Developing RACCHOs model of health care

Thursday, 15 July 2021
The Case for better healthcare

The Alliance is developing a new model of rural health care that will benefit both health professionals and communities in rural, regional and remote Australia.

Australians living outside our cities and big regional centres have shorter lives, higher levels of disease and injury and poorer access to and use of health services. Despite governments providing a range of programs and initiatives over many years, there has been little change in the health outcomes of rural Australians. It is time for a new approach.

Rural Australians do not access Medicare or the Pharmaceutical Benefits Scheme at the same rate as metropolitan Australians. This means there is a deficit in health expenditure in rural Australia. The Alliance has calculated that this “rural health deficit” is now around $4 billion per annum.

The case for better health careThe lack of access to health services driving the rural health deficit is due to a complex mix of factors including difficulty attracting and retaining a rural health workforce; lack of services, access to services and transport; lower socio-economic status; and people’s attitudes and health literacy.

We’ve been talking for many years about alternative models of care through place-based health and wellbeing networks. We have now badged our proposed model as RACCHOs – Rural Area Community Controlled Health Organisations.

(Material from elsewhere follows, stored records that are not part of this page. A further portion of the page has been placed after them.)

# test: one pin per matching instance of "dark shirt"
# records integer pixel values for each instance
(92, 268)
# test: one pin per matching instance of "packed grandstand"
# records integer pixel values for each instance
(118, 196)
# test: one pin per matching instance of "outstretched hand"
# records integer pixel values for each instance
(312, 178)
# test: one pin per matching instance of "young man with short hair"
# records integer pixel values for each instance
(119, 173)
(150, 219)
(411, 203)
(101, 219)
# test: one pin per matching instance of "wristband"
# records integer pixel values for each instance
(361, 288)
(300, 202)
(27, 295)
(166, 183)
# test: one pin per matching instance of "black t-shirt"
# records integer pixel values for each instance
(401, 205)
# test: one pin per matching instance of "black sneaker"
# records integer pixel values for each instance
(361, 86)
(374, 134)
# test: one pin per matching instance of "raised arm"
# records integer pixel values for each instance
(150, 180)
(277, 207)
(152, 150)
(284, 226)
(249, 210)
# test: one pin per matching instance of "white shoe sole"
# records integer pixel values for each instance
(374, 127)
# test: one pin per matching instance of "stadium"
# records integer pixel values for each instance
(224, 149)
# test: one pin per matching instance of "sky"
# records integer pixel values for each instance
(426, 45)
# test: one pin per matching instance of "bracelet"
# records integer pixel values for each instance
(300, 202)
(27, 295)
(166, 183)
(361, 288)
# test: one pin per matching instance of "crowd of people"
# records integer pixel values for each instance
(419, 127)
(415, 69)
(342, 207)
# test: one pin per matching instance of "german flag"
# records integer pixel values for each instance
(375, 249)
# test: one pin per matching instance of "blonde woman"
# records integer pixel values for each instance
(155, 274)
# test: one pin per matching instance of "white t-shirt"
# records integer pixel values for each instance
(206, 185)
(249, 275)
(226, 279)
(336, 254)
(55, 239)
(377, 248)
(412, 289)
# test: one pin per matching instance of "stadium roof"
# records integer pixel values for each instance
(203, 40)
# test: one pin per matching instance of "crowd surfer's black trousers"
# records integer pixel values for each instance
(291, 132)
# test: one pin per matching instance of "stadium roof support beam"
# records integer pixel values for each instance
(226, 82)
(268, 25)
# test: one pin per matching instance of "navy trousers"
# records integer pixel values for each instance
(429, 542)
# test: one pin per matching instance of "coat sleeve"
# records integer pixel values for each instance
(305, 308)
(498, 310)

Under the RACCHOs model, health professionals can be employed, with guaranteed income, as part of a multi-disciplinary team based in community-based health organisations that are affordable, accessible and provide a range of health services. RACCHOs would provide primary care, in-reach services for residential aged care facilities, support for NDIS recipients, support chronic disease management plans and DVA health care services.

Funding and governance are the key, with RACCHOs funded through combined Commonwealth and state/territory funding with some additional funding input to ensure sustainability, administration, and establishment costs. And the structure and governance would be flexible to accommodate local community circumstances and state/territory jurisdictional health system differences with strong community input.